Recently, we have seen ways in which a virtual human may outperform either real people or inanimate systems alone. Simsensei [8] is a virtual human designed to act like an intake nurse, interviewing patients about PTSD and depression. The Simsensei virtual human, Ellie (shown in Fig. 1), uses language and non-verbal gestures such as head nods, mirroring gestures and body posture to engage and build rapport with the patient.

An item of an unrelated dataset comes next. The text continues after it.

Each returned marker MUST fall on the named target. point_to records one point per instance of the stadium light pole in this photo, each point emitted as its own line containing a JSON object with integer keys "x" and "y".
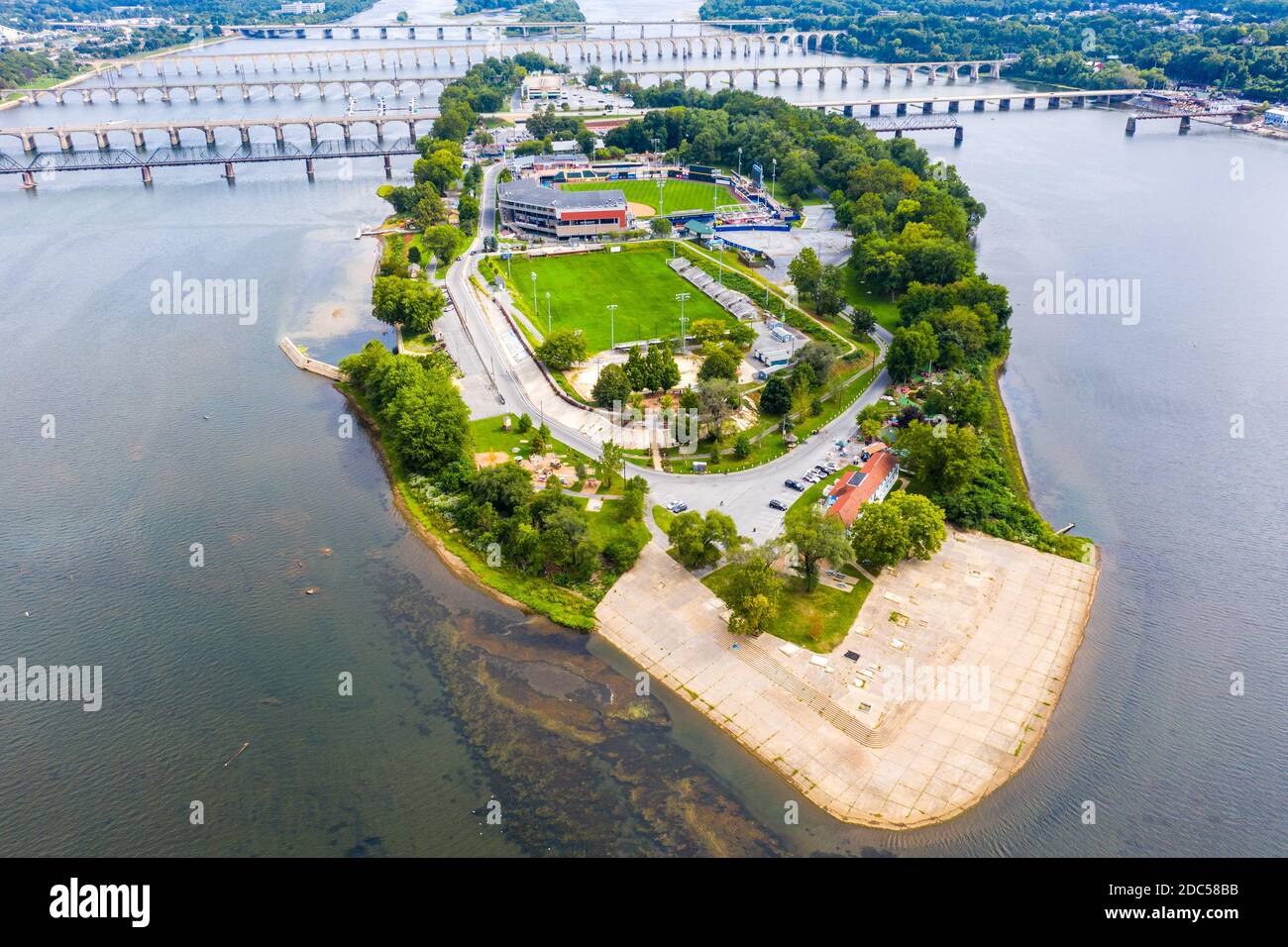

Simsensei uses the MultiSense framework [8] which employs machine learing to form hypotheses about the patient’s condition by integrating information from multiple data streams, such as data about the patient’s facial expression, body posture and activity, voice prosody and speech content.

Fig. 1.
figure 1

Virtual interviewer Ellie

The MultiSense dashboard, shown in Fig. 2, indicates various inputs that go into MultiSense such as body position, facial tracking, and eye gaze, as well as some of MultiSense’s outputs such as levels of body activity and gaze attention.

Fig. 2.
figure 2

MultiSense perception dashboard

The hypotheses MultiSense forms about the patient are used to guide the interview and create an assessment about the patient’s condition. For example, if the patient seems to be disturbed by a particular question (which might be indicated by agitated body movements) Simsensei will inquire whether talking about the topic makes the patient uncomfortable. Similarly, if MultiSense detects that a patient seems to be avoiding a question (which might be indicated by eye gaze avoidance, among other things) Simsensei will probe deeper.

4 Results and Conclusions

Early on, we found that subjects reported they felt more comfortable and willing to disclose sensitive information to Ellie than to a real human because they did not fear being judged. A follow-up study [9] confirmed this effect: people will disclose more to a computer-based virtual agent. In another study with veterans returning from Afghanistan [10], we found that the soldiers disclosed more symptoms of PTSD and depression to Ellie than they did to a standard paper form, even if the form was anonymous.

Two factors seem to lead to these results. On one hand, people recognize that they are interacting with a computer, which removes the fear of judgment. But on the other hand, the virtual human uses gestures and conversation to build rapport and make the subject more comfortable. Thus, the computer and human aspects of a virtual human work together to produce a better performance than either alone could produce.

Thus, virtual humans may represent a new metaphor for how we interact with computers. At one level, adopting this metaphor means that the human-computer interface disappears because interacting with a computer becomes much like interacting with another person. At a perhaps deeper level adopting this metaphor can bring social elements to the interaction, as outlined above, which has been difficult to do with traditional interfaces. Adding social elements makes it possible to create new kinds of applications addressing new issues.